It was observed that in a three layer network, the optimum number of neurons for speed was around 12, and although there was an improvement of accuracy as the number of neurons increased, there was no big improvement after ~14 neurons
It is theorized that using deeper neural networks will greatly improve performance due to more layers of complexity, allowing the network to model more complicated datasets. This might introduce new problems, however, such as overfitting, but these can be solved with regularization, altering the activation function, and other techniques.
It is intended to continue development of the ANN model and perform testing on multi-dimensional datasets to investigate its scalability. The full potential of ANNs as a curve fitting model was not revealed, but rather previewed in this project. It is conjectured that it will however be revealed upon further development and testing upon multivariate datasets with deeper networks, as this is where we can no longer apply standard methods with confidence.

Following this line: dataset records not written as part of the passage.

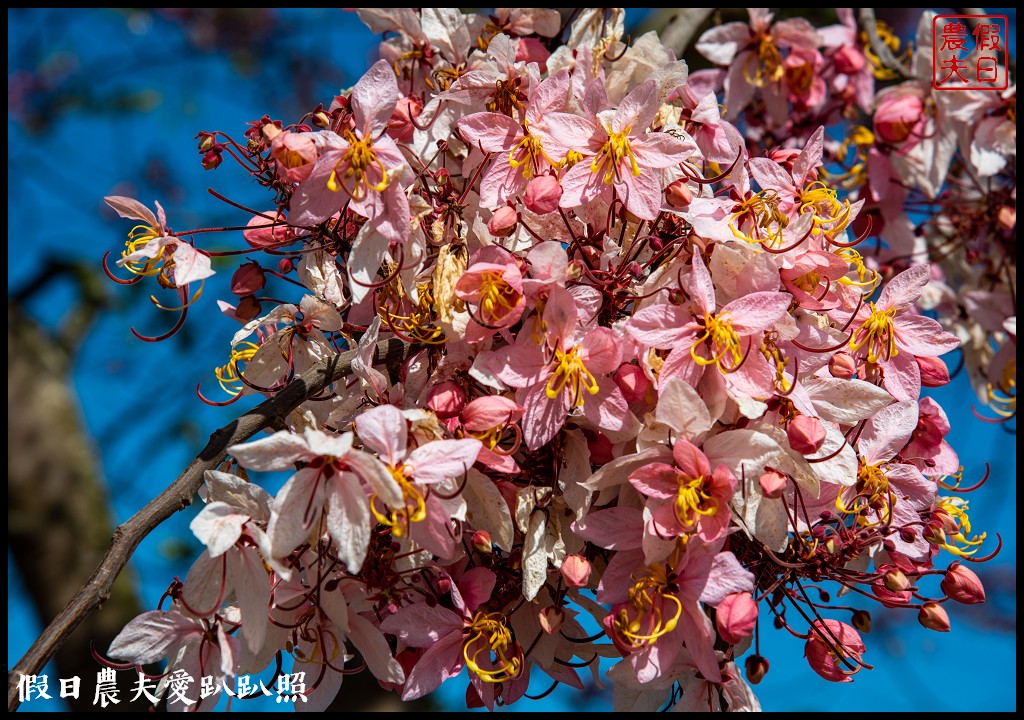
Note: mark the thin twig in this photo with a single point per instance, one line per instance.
(178, 496)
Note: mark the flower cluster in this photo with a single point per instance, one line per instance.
(655, 383)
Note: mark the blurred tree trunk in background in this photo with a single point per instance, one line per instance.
(58, 521)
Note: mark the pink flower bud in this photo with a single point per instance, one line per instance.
(849, 60)
(679, 195)
(294, 154)
(481, 542)
(486, 413)
(212, 159)
(551, 620)
(503, 222)
(632, 382)
(772, 483)
(843, 366)
(446, 399)
(934, 617)
(261, 233)
(735, 618)
(862, 621)
(963, 585)
(543, 195)
(248, 279)
(576, 570)
(898, 117)
(806, 434)
(933, 372)
(757, 668)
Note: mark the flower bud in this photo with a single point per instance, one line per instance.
(757, 668)
(481, 542)
(735, 618)
(772, 483)
(934, 617)
(633, 382)
(576, 570)
(212, 159)
(446, 399)
(963, 585)
(806, 434)
(862, 621)
(933, 372)
(895, 581)
(551, 620)
(542, 195)
(248, 279)
(503, 222)
(679, 195)
(843, 366)
(897, 117)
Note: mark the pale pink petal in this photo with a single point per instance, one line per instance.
(442, 460)
(383, 429)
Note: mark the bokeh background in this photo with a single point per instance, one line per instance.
(109, 102)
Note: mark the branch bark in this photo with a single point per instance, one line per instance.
(179, 495)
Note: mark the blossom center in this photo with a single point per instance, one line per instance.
(722, 340)
(611, 155)
(655, 609)
(489, 636)
(878, 334)
(355, 163)
(571, 374)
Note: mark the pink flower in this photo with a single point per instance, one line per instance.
(622, 155)
(834, 650)
(359, 166)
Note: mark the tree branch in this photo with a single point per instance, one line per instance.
(179, 495)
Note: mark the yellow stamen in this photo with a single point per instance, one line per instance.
(571, 373)
(723, 340)
(229, 375)
(488, 634)
(413, 510)
(358, 158)
(655, 605)
(878, 333)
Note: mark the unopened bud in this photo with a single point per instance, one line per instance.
(679, 195)
(446, 399)
(843, 366)
(895, 581)
(551, 620)
(736, 617)
(633, 382)
(934, 617)
(503, 222)
(772, 483)
(212, 160)
(862, 621)
(933, 372)
(757, 668)
(543, 194)
(806, 434)
(963, 585)
(481, 542)
(576, 570)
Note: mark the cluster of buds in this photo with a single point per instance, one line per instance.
(655, 383)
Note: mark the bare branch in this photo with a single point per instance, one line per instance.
(179, 495)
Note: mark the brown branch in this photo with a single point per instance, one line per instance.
(179, 495)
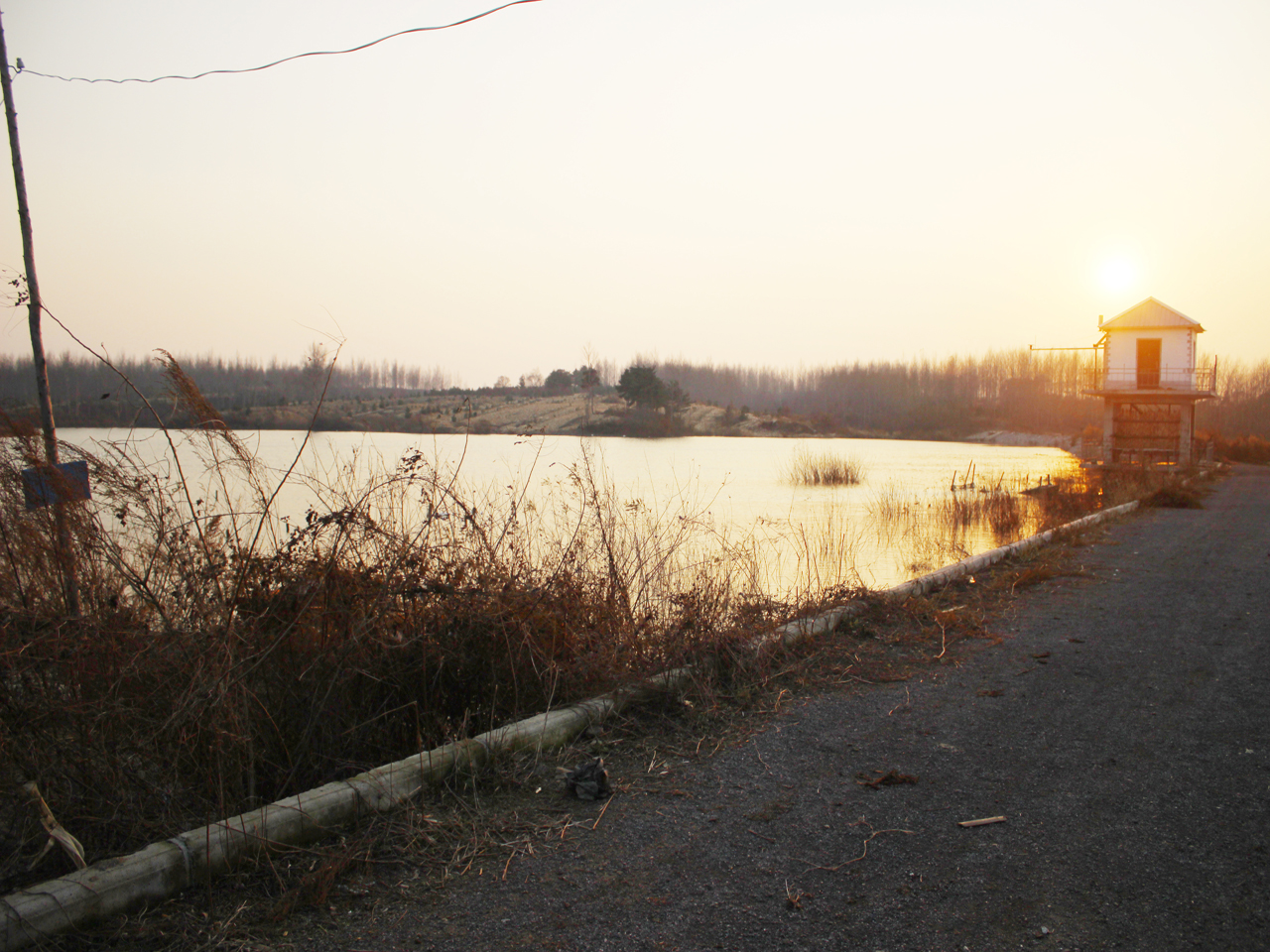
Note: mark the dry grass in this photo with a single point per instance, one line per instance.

\subsection{Implications Of Data}
A Two Sample T-test was conducted on the lists of the different Mean-Squared-Errors for the ANN and polynomial models for each individual class of functions. The average p value over these functional classes was computed to be 0.0370, meaning the data was statistically significant.
The data itself strongly implies a number of results:
The pair of activation function and loss minimization method that yielded the highest accuracy (lowest MSE) was hyperbolic tangent + LBFGS.
Testing different network architectures with hyperbolic tangent activation function + LBFGS yielded the result that ~17 neurons tended to be optimal for curve fitting 2D datasets around the complexity of those used in this project.
From qualitative analysis of the graphs produced comparing the predictions of the models, it was found that ANNs were remarkably better for extrapolation than polynomials.
It was also seen from qualitative analysis that ANNs succumbed less to overfitting and hence were more usable, even when the number of neurons in the hidden layer was ridiculously large.
For these reasons, the researcher concludes that Artificial Neural Networks are superior to polynomials for curve fitting.
Unlike the polynomial graphs, there exists variation in the ANN graphs as parameters are initialized randomly (local minima)
\subsection{Real-World Applications}
Curve fitting has a huge plethora of applications in the real-world, some of which include:
\begin{itemize}
\item Predicting concrete failure time through manufacturing data (compressive strength)
\item Mass spectrometry (Applications in radar, sonar, MRI/XRAY, signal processing).
\item Behavioral analysis of populations
\item Migration patterns of refugees
\item Comparing reaction rates (analyzing effects if various catalysts)
\item Predicting motion of one mechanism given another that is contiguous to it, or contiguous to other mechanisms that are contiguous to the mechanism of interest.
\end{itemize}
The last point on this list was lightly tested with ANNs and polynomial and although it was found that the polynomial model attained an accuracy higher by ~1.3\% (given that the correct order was chosen), it was demonstrated that ANNs are indeed well working predictors of natural phenomena.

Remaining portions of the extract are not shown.